Im Lux Lucis sind wir wie eine große Familie. Die Fähigkeit, gut in einem Team zu arbeiten, ist eine grundsätzliche Voraussetzung: wir arbeiten gemeinsam an den Gerichten und nur diese Zusammenarbeit führt dazu, und nur diese Zusammenarbeit führt dazu ,dass wir uns deren Gästen einen ganz besonderen Restaurantbesuch bieten können. Ich erwarte von meinen Mitarbeitern Leidenschaft, Neugier, Aufgeschlossenheit, Herzlichkeit, Entschlossenheit, Seriosität und Disziplin.
Was hat sich für dich und das Restaurant nach dem Michelin-stern geändert? Es war eine große Ehre, den Michelin-stern zu bekommen. Das beweist, dass wir die richtige Richtung eingeschlagen haben, aber der Weg ist noch weit. Meine Philosophie und meine Arbeitsweise haben sich nicht geändert. Mein Team und ich werden jeden Tag weiter hart arbeiten, um neue Methoden zu finden, unsere Geschichte zu erzählen.
Wieweit beeinflussen solche Anerkennungen den Erfolg eines Restaurants?

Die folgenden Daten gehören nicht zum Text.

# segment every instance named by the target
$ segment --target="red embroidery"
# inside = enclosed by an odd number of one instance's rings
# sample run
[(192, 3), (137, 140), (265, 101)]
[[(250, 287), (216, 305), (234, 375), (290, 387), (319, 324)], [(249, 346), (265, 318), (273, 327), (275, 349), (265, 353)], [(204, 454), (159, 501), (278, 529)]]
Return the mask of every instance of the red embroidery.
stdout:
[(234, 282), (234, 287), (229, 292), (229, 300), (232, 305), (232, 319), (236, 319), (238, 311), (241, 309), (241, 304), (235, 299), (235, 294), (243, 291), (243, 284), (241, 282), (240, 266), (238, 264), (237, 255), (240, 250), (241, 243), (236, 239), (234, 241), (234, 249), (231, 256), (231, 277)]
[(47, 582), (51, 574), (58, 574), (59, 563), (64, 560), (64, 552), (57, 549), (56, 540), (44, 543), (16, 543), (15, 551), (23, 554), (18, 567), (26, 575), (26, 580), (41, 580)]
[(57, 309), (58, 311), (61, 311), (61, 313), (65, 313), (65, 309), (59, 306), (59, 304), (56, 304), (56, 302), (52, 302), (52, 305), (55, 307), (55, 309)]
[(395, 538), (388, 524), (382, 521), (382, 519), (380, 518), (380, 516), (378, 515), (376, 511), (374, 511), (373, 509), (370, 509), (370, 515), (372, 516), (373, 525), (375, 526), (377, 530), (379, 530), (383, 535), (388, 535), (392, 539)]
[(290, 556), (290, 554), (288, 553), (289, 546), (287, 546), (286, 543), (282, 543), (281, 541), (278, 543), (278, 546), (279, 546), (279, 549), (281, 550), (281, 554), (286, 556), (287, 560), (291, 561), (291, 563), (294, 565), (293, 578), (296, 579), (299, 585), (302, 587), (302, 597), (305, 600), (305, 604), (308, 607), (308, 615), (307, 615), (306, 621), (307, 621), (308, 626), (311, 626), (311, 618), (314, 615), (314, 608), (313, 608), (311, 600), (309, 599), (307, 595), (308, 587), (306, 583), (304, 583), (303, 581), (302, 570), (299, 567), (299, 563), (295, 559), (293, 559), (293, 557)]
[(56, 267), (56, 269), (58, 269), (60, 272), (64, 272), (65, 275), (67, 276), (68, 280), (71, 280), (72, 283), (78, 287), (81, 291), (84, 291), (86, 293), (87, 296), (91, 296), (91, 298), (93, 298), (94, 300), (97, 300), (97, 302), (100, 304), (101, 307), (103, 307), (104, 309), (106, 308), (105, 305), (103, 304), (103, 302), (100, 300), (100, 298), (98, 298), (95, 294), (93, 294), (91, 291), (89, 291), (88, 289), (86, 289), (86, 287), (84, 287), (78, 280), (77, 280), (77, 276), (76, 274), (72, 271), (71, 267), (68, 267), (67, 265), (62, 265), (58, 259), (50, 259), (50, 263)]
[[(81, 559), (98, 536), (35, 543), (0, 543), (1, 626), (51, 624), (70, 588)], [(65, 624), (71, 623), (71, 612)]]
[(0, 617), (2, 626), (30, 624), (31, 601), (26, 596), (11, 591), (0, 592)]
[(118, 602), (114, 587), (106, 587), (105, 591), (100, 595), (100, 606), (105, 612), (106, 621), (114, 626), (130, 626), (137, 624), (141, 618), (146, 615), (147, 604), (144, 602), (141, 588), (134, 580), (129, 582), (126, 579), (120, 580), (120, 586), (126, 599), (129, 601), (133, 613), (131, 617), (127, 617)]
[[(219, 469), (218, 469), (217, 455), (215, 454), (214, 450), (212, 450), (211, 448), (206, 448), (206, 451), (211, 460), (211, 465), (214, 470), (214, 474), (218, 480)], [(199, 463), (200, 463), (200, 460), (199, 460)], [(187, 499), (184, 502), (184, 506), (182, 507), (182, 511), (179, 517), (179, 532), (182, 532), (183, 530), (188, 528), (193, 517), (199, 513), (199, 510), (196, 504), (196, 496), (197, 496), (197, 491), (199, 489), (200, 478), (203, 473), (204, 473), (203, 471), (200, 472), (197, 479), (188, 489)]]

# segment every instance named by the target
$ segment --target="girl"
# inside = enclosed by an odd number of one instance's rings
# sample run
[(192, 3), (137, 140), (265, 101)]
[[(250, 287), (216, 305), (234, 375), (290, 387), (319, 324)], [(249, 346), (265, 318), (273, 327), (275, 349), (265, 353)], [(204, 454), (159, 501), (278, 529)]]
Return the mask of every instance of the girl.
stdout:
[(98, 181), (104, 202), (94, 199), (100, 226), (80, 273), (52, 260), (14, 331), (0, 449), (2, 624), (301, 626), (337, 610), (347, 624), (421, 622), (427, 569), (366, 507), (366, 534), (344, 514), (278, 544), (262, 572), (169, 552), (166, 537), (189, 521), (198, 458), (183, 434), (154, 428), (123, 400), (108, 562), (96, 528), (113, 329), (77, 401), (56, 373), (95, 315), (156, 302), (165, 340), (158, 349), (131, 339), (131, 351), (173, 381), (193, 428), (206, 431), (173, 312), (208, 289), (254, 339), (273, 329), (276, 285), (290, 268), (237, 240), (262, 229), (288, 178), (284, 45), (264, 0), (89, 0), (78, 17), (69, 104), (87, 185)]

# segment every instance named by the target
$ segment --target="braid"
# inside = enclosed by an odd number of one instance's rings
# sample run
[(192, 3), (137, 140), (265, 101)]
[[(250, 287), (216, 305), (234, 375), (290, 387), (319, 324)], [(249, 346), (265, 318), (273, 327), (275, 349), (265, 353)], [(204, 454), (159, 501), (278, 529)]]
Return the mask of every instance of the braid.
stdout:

Sie sind sicherlich sehr wichtig, um die Arbeitsmoral des Teams hochzuhalten und sich der eigenen Welt und des eigenen Stils bewusst zu werden, aber man muss stets mit Hingabe, Konzentration und Bescheidenheit arbeiten, um voranzukommen. Der Kunde ist der Maßstab für das, was wir machen, aber sicherlich nimmt der Bekanntheitsgrad zu und so auch die allgemeinen Erwartungen.
Du hattest Lehrmeister wie Locatelli und Cracco. Was haben sie dir beigebracht und wieweit haben sie deinen Kochstil beeinflusst? Noch heute, nach so vielen Jahren, sind sie für mich die Giganten der heutigen Kochkunst, auch wenn sie inzwischen mehr Freunde als Lehrer sind. Jeder, mit dem ich gearbeitet habe oder im Moment arbeite, hat mir etwas vermittelt. Von Locatelli habe ich gelernt, mich auf die Grundzutaten zu konzentrieren und in der Küche zu arbeiten; Cracco hat mir beigebracht, was Disziplin und Fantasie beim Kochen bedeuten und wie man als Küchenchef arbeiten muss. Der Mensch und der Koch verschmelzen miteinander, das ist ein Lebensstil.
Wie wird der Kochstil in den nächsten zehn Jahren aussehen?
Das wird sich noch herausstellen. Die Kunden werden immer anspruchsvoller und wir auch. Die jungen italienischen Köche sind fit und haben alle einen eigenen Stil, die italienische Küche zu interpretieren, und das lässt mich hoffen. Das allgemeine Kulturgut muss in gute Hände gelegt werden. 63
„Wenn ich meinen kreativen Prozess beschreiben sollte, würde ich sagen, dass bei jedem meiner Gerichte der Wunsch besteht, über den Gaumen Emotionen auszulösen, die aus Geschmack, Aromen, Konsistenzen, Territorium, fremden Einflüssen, Gefühlen, Kulturen, Traditionen und Techniken bestehen“.